Higher production capacity

At Moe’s Original BBQ, because team members could flex into different customer-facing and non-customer-facing tasks, they had enough slack to deal with demand peaks. This translated to higher-quality food and service. More significantly, the cross-trained team had the expertise to take on more catering orders. Catering sales increased by 60% in the first year, without Moe’s having to significantly change its staffing levels.

Better jobs

All three businesses ended up raising pay. Their cross-trained employees were more productive and could contribute to more areas of the operation, making higher pay a good investment. Cross-training created a new talent pipeline for She Wolf: By allowing the market staff to get production experience, management could identify potential new bakers and help them make the transition onto the bakery team when they needed to hire. For those employees, this meant career growth and higher wages. Cross-training also helped these businesses give their people better — that is, more regular — schedules, since staffing didn’t necessarily have to lurch up and down with the number of customers.

Cross-training helped make the work more meaningful. At Moe’s Original BBQ, cross-training contributed to better communication and a sense of belonging: The staff started insisting that they be referred to as “one team,” not “front-of-house” and “back-of-house.”

The combination of higher pay, better schedules, and better work helped Moe’s Original BBQ reduce employee turnover by 30%, which then helped them improve their performance even more.

Why Cross-Training Isn’t More Common  

Many company leaders like the idea of cross-training, but aren’t convinced it will work for them. Some think their employees can’t handle — or aren’t motivated to learn — a variety of roles.
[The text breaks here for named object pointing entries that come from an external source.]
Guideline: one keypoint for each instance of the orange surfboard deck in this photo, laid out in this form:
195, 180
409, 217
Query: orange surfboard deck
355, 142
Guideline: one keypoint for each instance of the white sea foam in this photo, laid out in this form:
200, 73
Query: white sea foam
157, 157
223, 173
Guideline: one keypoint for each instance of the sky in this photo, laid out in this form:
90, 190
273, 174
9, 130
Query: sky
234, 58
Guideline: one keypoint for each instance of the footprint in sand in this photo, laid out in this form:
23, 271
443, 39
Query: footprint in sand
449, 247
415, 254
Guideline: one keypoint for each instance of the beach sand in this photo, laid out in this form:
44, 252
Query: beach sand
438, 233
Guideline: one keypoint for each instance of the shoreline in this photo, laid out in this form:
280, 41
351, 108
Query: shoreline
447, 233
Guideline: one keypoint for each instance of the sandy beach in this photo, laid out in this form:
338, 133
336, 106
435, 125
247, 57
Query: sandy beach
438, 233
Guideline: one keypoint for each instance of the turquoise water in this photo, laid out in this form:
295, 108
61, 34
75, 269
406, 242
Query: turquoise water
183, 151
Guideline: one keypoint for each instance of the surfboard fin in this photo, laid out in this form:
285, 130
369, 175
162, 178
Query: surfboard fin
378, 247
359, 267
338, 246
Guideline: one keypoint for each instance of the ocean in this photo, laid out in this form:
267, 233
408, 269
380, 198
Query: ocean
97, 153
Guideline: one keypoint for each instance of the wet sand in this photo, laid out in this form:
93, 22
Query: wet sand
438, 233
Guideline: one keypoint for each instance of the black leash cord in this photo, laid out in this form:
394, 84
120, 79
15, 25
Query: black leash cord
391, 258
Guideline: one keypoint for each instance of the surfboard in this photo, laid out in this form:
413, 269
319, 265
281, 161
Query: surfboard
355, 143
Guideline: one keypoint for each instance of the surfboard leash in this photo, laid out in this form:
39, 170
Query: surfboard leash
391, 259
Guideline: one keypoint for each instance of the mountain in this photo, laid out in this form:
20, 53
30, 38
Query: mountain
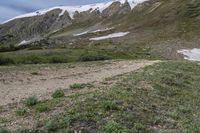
162, 26
35, 25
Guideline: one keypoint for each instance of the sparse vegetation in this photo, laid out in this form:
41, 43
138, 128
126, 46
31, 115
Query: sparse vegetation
92, 57
165, 95
77, 86
30, 101
113, 127
21, 111
3, 130
58, 93
42, 107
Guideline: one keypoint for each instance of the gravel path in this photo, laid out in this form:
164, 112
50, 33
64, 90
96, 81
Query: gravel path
17, 83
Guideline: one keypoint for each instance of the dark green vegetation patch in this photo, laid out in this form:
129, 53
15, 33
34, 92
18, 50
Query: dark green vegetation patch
161, 98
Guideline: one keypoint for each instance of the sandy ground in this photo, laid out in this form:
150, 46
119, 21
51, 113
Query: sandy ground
18, 83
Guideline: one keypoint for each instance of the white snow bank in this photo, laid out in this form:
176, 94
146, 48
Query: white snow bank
95, 31
100, 30
72, 9
82, 33
24, 42
190, 54
113, 35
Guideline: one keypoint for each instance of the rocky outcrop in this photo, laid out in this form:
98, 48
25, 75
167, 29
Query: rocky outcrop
40, 25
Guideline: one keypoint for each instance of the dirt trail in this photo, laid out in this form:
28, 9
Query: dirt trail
18, 84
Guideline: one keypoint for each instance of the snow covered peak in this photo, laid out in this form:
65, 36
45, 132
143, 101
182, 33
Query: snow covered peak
72, 9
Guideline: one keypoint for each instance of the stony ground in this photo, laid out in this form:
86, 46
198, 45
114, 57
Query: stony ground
18, 82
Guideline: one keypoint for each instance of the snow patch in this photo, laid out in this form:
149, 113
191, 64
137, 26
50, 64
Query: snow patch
72, 9
190, 54
113, 35
82, 33
95, 31
24, 42
101, 30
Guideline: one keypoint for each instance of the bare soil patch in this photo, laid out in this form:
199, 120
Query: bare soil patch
19, 82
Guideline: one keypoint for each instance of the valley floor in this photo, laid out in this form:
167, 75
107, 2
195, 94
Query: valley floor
19, 82
102, 97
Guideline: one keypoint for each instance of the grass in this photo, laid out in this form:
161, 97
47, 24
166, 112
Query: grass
21, 111
58, 93
3, 130
97, 52
30, 101
42, 107
165, 96
77, 86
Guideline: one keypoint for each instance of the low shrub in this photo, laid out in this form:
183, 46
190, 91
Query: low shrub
93, 57
20, 111
114, 127
6, 61
58, 93
3, 130
77, 86
42, 107
51, 126
109, 105
30, 101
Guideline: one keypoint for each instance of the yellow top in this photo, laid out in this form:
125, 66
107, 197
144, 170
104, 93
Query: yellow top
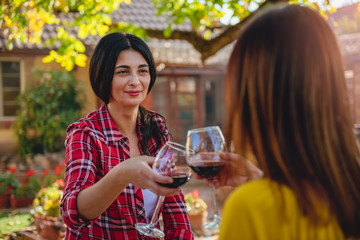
258, 211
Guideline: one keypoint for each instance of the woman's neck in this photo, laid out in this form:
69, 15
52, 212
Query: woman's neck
124, 119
One genuine risk is that introducing cross-training in isolation could create operational problems; if employees are already overloaded or have low tenure, or if the company can’t set and enforce high expectations, introducing cross-training might lead to more errors and frustration. The key is creating a system that enables cross-training. At the small food businesses, this involved some complementary choices:

  • Simplifying operations to remove non-value-add work so that employees only spend their time learning tasks that improve the customer experience.
  • Simplifying operations to reduce self-inflicted variability — that is, to smooth the workload and make the peaks more manageable.
  • Setting clear standards to ensure that employees can be consistent in different roles.
  • Empowering employees to use their judgment to decide which tasks to do when.
  • Staffing with slack so that people have enough time to learn new tasks.
  • Investing in people to attract and retain great staff and hold teams accountable to high expectations.
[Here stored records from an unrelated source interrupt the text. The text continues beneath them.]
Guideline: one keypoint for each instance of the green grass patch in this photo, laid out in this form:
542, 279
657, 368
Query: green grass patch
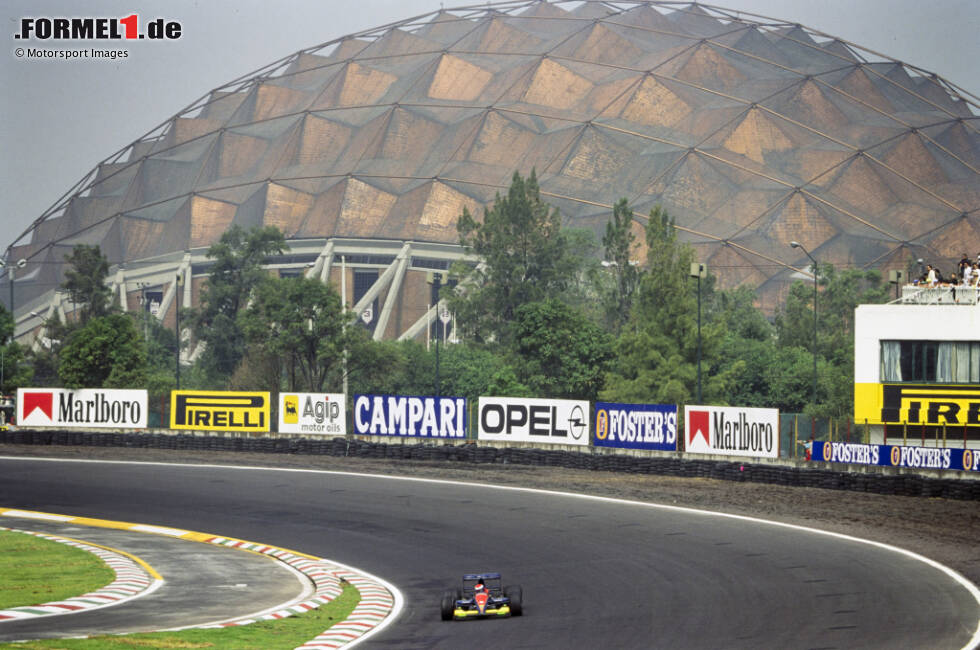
36, 571
285, 633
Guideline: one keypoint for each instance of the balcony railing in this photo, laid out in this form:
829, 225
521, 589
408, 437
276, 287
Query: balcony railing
913, 294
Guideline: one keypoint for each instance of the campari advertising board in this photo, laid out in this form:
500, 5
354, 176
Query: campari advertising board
732, 431
410, 416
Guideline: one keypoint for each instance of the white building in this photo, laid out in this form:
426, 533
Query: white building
917, 368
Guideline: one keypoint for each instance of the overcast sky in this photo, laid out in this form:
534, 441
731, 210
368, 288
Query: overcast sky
60, 118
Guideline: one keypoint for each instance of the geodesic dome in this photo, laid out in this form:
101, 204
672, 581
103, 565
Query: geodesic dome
750, 131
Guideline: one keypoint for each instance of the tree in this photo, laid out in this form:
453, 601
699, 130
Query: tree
656, 353
842, 292
105, 352
301, 323
524, 255
239, 256
85, 281
619, 244
560, 352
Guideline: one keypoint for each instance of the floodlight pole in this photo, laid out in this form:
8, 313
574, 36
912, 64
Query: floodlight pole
343, 320
698, 271
801, 247
179, 283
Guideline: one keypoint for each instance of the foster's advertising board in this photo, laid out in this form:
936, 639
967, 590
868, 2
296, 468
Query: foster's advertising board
317, 413
732, 431
965, 460
636, 426
86, 407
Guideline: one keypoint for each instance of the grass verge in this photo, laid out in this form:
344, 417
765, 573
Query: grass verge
36, 570
285, 633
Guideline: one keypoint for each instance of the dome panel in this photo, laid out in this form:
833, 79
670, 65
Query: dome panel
751, 133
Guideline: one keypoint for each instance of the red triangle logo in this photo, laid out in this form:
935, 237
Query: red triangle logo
42, 401
698, 423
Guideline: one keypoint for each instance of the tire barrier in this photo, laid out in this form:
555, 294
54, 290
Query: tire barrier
912, 485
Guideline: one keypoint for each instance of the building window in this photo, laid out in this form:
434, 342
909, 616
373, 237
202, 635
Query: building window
941, 362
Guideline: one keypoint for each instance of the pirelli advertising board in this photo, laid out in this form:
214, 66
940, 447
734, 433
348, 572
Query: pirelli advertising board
929, 404
216, 410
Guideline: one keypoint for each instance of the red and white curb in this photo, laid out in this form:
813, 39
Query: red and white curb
378, 599
379, 605
132, 581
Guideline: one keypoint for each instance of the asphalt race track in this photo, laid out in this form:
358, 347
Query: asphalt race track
595, 573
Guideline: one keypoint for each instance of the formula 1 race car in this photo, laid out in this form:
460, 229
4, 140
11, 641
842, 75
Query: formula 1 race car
480, 596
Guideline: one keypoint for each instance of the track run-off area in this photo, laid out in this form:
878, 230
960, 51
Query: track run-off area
596, 571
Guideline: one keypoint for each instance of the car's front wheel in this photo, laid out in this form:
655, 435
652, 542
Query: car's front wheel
448, 605
516, 595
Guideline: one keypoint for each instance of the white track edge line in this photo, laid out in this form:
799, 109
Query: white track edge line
971, 588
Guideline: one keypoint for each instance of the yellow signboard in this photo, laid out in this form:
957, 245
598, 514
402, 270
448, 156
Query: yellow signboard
932, 404
215, 410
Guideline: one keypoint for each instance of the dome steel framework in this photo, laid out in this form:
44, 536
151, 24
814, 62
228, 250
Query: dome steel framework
751, 132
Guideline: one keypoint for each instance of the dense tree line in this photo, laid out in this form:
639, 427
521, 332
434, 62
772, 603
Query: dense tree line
540, 316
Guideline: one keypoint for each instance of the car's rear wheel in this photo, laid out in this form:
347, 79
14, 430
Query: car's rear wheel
516, 595
448, 605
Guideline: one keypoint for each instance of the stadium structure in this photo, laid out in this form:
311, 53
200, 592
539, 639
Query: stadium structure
752, 132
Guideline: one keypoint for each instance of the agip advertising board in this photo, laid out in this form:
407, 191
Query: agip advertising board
86, 407
218, 410
525, 419
732, 431
317, 413
636, 426
410, 416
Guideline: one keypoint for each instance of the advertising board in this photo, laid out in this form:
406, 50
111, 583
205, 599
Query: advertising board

Moe’s Original BBQ had been trying to introduce cross-training for several years, but because of high turnover, it was a struggle just to get employees through basic training. So, in addition to cross-training, owner Hasbrouck made other operational changes to set his team up for success, such as simplifying the menu and smoothing the workload by moving specials from weekends to weekdays. He also made significant investments in his people, increasing full-time pay from $15 an hour to $20 an hour in Maine, plus tips. Higher pay came, however, with higher expectations: Hasbrouck changed the job description to state, “We want employees capable of doing it all.” Adding cross-training made the job worth more to the business and the higher pay made the additional responsibility and higher expectations worth it for employees.

. . .

Changes like these don’t happen overnight, but a better system can drive operational excellence and let teams live up to their potential. Food businesses and other service industries are facing headwinds, but cross-training can ensure that they are up for the challenge, providing better service while also improving the lives of their employees and preserving vibrant businesses in their communities.